There are some limitations to this study that need to be considered. First, PDC remained significantly higher at 365 days, while PDC80 was no longer higher. This could be explained by attrition of patients in the real world. By the end of 365 days, a nontrivial, but unknowable, portion of the patients had “left the study”—they moved, changed health plans or pharmacies, or were deceased. It was not possible to know whether patients had stopped filling their medications or whether they had simply left the study. This uncertainty was because there was no study for them to officially “leave”; patient data were observed after the fact, using administrative claims data. Such a limitation suggests that the 365-day results were not completely indicative of a decrease in the effect of the samples but may simply reflect a loss of subjects that would cause high PDCs at 180 days to drop below the 80% threshold 6 months later.

Second, it should be noted that the design of this study does not obviate the possibility of selection bias, since the treatment group patients might have been systematically different than the control group patients. The patients might have different characteristics that could affect the validity of the study comparisons. Regarding the overall sample, the total of almost 1,800 patients might have been lower than expected. From that total sample, it should also be acknowledged that the treatment group was larger than the control group, albeit not large enough where it would affect the results. Although the sample size used was large enough to answer the proposed questions, one might assume that a larger sample of patients would be pulled from a big health plan with 3 large chronic disease states. However, it must be considered that the total sample comprised a relatively narrow population, since the study population only consisted of patients who had not filled a prescription before receiving the medication sample.

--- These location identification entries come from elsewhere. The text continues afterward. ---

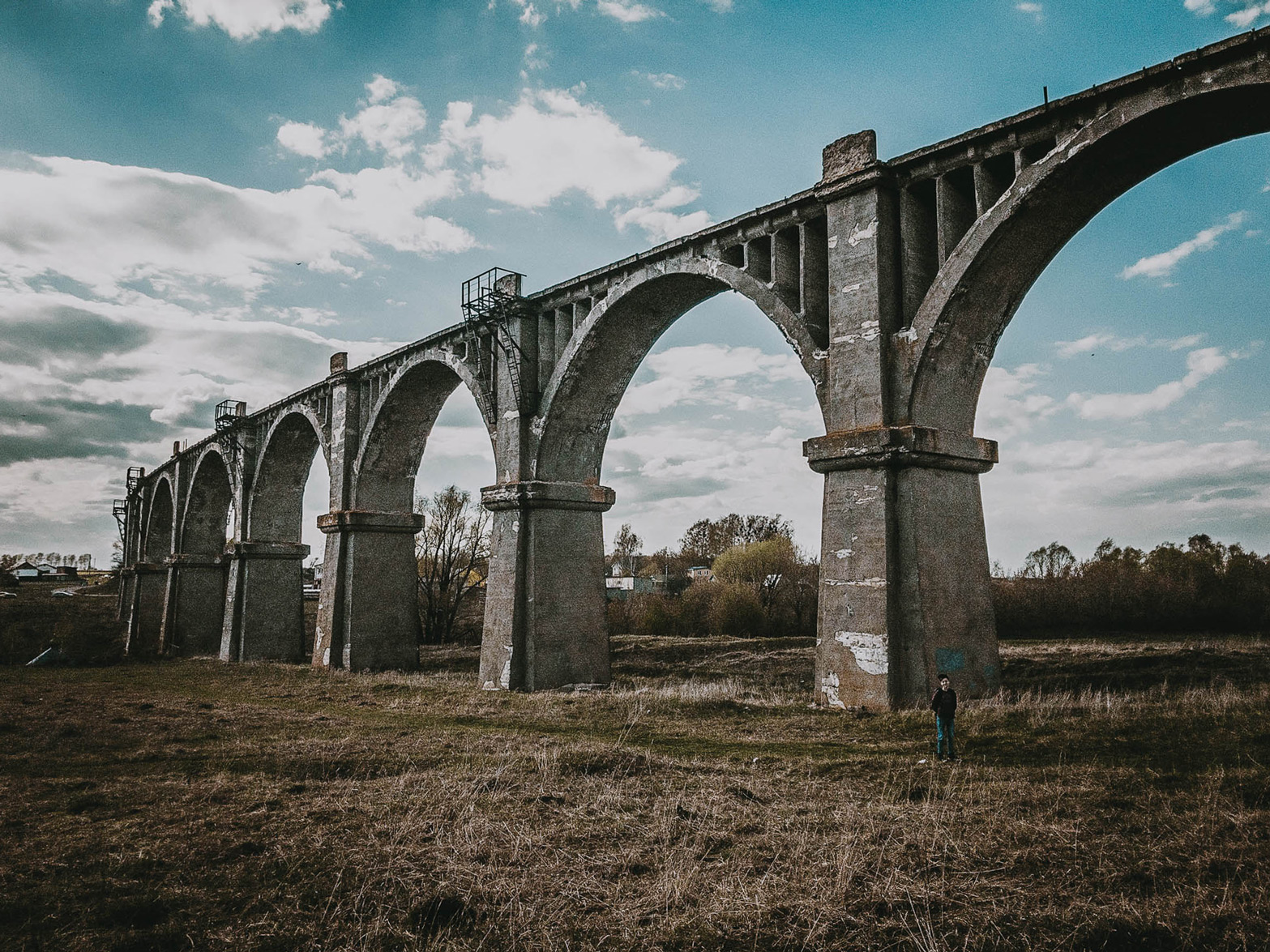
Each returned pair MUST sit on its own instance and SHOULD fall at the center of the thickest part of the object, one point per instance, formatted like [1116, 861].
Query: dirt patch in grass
[83, 626]
[698, 804]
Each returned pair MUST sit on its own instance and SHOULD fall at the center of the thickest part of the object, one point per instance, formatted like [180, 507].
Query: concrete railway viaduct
[891, 280]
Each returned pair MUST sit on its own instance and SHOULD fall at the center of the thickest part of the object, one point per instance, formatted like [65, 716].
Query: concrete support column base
[904, 582]
[195, 622]
[545, 594]
[264, 609]
[369, 615]
[145, 613]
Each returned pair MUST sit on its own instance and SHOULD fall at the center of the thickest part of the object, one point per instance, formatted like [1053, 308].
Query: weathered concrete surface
[548, 629]
[264, 613]
[146, 612]
[892, 281]
[369, 617]
[193, 625]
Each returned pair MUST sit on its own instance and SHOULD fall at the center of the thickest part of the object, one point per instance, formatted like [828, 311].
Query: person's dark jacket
[944, 703]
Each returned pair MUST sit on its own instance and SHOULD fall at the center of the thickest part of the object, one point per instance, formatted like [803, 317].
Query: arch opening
[708, 423]
[211, 499]
[598, 365]
[271, 613]
[1119, 390]
[159, 527]
[985, 281]
[428, 450]
[399, 430]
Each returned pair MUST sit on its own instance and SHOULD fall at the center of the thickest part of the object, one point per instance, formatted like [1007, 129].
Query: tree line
[750, 580]
[1202, 587]
[754, 580]
[55, 559]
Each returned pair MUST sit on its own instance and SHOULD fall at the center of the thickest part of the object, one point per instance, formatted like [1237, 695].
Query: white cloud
[1008, 403]
[1200, 365]
[707, 374]
[1140, 493]
[662, 80]
[627, 11]
[545, 146]
[109, 226]
[661, 224]
[1161, 266]
[304, 139]
[246, 19]
[530, 15]
[1249, 15]
[1104, 340]
[550, 143]
[387, 121]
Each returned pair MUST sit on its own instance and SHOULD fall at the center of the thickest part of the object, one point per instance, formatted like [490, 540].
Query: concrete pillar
[264, 609]
[545, 594]
[369, 615]
[903, 560]
[149, 591]
[904, 566]
[196, 618]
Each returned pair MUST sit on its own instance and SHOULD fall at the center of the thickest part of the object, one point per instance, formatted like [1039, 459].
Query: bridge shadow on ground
[1135, 663]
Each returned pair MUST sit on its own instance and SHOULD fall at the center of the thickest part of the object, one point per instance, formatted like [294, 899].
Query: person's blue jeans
[944, 735]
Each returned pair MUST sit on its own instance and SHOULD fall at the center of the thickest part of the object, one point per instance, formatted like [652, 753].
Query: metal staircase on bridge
[490, 302]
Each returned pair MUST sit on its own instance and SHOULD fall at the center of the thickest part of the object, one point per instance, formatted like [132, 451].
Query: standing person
[944, 705]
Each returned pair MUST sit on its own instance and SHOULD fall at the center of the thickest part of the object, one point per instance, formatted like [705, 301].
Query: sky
[203, 199]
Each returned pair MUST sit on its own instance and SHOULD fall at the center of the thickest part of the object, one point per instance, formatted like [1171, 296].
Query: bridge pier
[149, 594]
[264, 609]
[369, 615]
[904, 588]
[903, 556]
[545, 600]
[192, 625]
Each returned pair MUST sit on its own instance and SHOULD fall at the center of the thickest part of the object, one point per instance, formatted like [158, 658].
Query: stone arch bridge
[891, 280]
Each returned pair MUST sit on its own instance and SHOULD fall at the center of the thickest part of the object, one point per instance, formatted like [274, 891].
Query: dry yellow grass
[1114, 797]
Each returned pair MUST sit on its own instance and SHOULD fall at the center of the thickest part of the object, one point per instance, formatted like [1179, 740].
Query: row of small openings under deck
[936, 213]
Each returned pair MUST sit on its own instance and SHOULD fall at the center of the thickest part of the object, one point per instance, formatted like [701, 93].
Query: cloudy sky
[205, 199]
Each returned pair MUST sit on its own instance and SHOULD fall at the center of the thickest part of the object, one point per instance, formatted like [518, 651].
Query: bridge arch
[399, 425]
[160, 522]
[275, 510]
[206, 510]
[192, 625]
[600, 362]
[986, 277]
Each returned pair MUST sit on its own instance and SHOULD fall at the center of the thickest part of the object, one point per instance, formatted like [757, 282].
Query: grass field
[1114, 797]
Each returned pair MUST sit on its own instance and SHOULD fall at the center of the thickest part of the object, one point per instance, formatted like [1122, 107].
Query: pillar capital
[369, 521]
[268, 550]
[540, 494]
[896, 447]
[146, 569]
[190, 560]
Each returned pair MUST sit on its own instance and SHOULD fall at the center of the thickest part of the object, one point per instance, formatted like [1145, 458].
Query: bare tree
[626, 549]
[452, 553]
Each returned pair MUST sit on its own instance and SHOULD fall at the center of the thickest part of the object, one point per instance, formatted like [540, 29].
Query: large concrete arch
[545, 609]
[275, 504]
[982, 284]
[600, 362]
[161, 522]
[369, 615]
[149, 577]
[196, 591]
[400, 423]
[264, 597]
[207, 506]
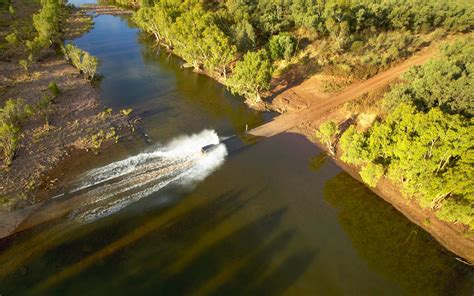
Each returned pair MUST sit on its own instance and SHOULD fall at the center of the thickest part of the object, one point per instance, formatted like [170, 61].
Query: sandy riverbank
[76, 117]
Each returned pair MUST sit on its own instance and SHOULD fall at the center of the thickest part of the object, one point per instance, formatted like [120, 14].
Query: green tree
[326, 133]
[282, 46]
[252, 75]
[371, 173]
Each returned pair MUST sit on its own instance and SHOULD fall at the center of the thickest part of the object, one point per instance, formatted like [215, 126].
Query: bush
[282, 46]
[12, 39]
[371, 173]
[82, 60]
[11, 117]
[54, 89]
[327, 131]
[252, 75]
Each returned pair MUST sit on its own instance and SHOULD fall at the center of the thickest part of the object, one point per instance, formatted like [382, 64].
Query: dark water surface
[276, 217]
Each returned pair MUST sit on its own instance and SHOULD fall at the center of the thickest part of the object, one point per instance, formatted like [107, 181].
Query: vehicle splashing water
[106, 190]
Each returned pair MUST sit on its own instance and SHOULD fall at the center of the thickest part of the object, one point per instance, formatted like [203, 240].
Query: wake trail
[106, 190]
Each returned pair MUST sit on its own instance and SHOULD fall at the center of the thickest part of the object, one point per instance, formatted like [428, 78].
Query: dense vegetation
[30, 35]
[358, 37]
[425, 143]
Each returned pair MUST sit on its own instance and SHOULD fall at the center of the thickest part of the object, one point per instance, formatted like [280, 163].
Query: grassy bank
[48, 104]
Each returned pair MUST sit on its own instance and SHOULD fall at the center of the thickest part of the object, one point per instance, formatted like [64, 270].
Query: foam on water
[110, 188]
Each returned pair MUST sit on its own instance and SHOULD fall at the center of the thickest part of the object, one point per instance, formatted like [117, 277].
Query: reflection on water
[277, 217]
[138, 75]
[392, 245]
[246, 229]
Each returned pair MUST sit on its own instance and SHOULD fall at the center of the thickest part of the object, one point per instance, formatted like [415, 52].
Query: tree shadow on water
[240, 263]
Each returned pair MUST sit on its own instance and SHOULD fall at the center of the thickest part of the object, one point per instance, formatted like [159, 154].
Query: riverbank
[306, 120]
[75, 120]
[453, 237]
[304, 104]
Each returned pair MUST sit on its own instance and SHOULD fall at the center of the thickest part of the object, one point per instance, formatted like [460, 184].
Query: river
[152, 215]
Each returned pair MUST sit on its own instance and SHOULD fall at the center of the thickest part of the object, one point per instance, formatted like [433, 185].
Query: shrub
[54, 89]
[326, 133]
[25, 65]
[371, 173]
[12, 39]
[11, 117]
[282, 46]
[82, 60]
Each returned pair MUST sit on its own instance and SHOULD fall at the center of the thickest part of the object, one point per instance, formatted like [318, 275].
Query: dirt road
[322, 106]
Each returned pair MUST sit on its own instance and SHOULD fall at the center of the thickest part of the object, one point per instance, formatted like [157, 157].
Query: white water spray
[110, 188]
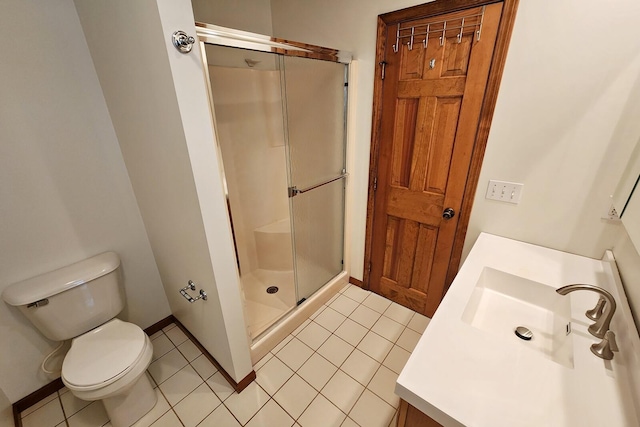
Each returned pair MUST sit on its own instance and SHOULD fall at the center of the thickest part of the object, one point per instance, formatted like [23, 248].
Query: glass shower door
[315, 99]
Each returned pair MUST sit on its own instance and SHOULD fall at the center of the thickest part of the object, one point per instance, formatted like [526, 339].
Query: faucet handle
[596, 312]
[611, 337]
[605, 348]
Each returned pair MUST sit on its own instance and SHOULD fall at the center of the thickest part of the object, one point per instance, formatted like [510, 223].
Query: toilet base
[126, 408]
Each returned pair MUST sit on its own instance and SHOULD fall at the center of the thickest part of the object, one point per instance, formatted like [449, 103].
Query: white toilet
[108, 357]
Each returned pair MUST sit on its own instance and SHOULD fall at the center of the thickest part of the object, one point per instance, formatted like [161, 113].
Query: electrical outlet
[503, 191]
[612, 214]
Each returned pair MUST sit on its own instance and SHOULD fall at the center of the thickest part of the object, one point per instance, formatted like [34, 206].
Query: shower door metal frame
[228, 37]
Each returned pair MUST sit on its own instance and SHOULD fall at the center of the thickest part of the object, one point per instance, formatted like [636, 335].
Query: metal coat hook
[182, 41]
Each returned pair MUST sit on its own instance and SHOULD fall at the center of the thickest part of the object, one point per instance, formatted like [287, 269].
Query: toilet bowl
[109, 363]
[108, 357]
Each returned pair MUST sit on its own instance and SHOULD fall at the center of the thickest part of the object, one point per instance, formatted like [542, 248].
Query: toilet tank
[72, 300]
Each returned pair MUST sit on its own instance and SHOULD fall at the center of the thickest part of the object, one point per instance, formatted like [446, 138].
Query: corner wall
[64, 190]
[158, 103]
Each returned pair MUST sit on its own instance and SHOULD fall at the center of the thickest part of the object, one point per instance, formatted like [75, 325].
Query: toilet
[108, 357]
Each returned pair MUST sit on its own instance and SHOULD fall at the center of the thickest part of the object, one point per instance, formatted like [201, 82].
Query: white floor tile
[161, 346]
[220, 386]
[396, 359]
[329, 319]
[318, 311]
[47, 415]
[313, 335]
[43, 402]
[321, 413]
[221, 417]
[295, 396]
[180, 385]
[294, 354]
[273, 375]
[176, 336]
[408, 339]
[383, 385]
[360, 367]
[333, 298]
[197, 406]
[371, 411]
[348, 422]
[92, 415]
[156, 335]
[245, 405]
[419, 323]
[335, 350]
[343, 391]
[162, 406]
[282, 343]
[344, 305]
[301, 327]
[365, 316]
[72, 404]
[376, 302]
[204, 367]
[356, 293]
[168, 327]
[271, 415]
[351, 332]
[189, 350]
[260, 363]
[374, 346]
[317, 371]
[388, 329]
[169, 419]
[398, 313]
[167, 365]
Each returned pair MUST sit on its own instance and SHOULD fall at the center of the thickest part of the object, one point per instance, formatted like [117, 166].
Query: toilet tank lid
[65, 278]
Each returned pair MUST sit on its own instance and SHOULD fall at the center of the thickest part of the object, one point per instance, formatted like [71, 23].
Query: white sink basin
[501, 302]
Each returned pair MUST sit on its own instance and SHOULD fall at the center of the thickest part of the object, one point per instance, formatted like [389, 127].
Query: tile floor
[337, 369]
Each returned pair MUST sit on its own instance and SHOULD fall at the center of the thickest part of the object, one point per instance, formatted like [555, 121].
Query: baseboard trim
[237, 386]
[158, 326]
[356, 282]
[33, 398]
[57, 384]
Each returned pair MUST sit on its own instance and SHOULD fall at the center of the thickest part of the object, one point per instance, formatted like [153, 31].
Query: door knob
[448, 213]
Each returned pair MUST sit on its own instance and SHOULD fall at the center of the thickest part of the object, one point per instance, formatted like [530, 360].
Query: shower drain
[523, 333]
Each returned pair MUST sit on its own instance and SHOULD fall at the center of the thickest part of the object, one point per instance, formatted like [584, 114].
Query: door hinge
[383, 64]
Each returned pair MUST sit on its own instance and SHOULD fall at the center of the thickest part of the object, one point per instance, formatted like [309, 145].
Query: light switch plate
[503, 191]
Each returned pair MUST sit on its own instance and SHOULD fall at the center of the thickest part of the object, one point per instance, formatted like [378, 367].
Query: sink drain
[523, 333]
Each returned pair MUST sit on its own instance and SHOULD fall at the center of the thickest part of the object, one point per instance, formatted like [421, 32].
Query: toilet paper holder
[192, 286]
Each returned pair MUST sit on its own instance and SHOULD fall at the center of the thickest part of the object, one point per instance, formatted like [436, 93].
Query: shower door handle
[294, 191]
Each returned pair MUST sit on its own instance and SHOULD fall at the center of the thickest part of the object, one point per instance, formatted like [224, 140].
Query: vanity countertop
[460, 375]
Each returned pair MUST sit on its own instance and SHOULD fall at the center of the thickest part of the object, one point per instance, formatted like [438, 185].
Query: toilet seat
[103, 355]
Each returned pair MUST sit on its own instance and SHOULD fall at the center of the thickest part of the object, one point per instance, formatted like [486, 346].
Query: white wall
[560, 124]
[563, 90]
[247, 15]
[64, 190]
[158, 104]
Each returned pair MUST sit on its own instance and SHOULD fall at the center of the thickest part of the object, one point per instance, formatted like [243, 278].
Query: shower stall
[279, 112]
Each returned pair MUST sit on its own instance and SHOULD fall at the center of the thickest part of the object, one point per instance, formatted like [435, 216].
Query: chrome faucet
[602, 314]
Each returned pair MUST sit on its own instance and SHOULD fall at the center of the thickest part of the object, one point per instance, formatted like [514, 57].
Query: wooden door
[431, 102]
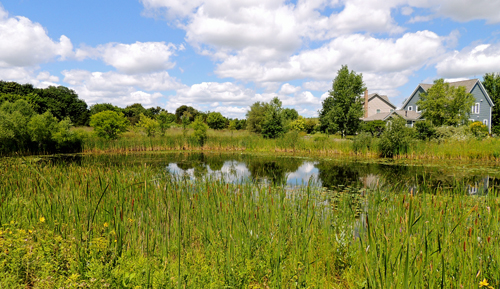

Moreover, the recipients of samples (at discretion of their prescribing providers) may reflect a more at-risk patient population. Additionally, care must be taken when comparing these results with other studies of adherence. PPMA typically refers to population-level performance outcomes that are a subset to patients who are already at least partially adhering to study medications because of the 2+ fill inclusion criterion. This inevitably creates a lower bound on PDC calculations, (e.g., two 30-day supply fills mean PDCs of at least 16% [60/365]). In contrast, these results include all patients regardless of having any fills, which necessarily lowers the PDC results.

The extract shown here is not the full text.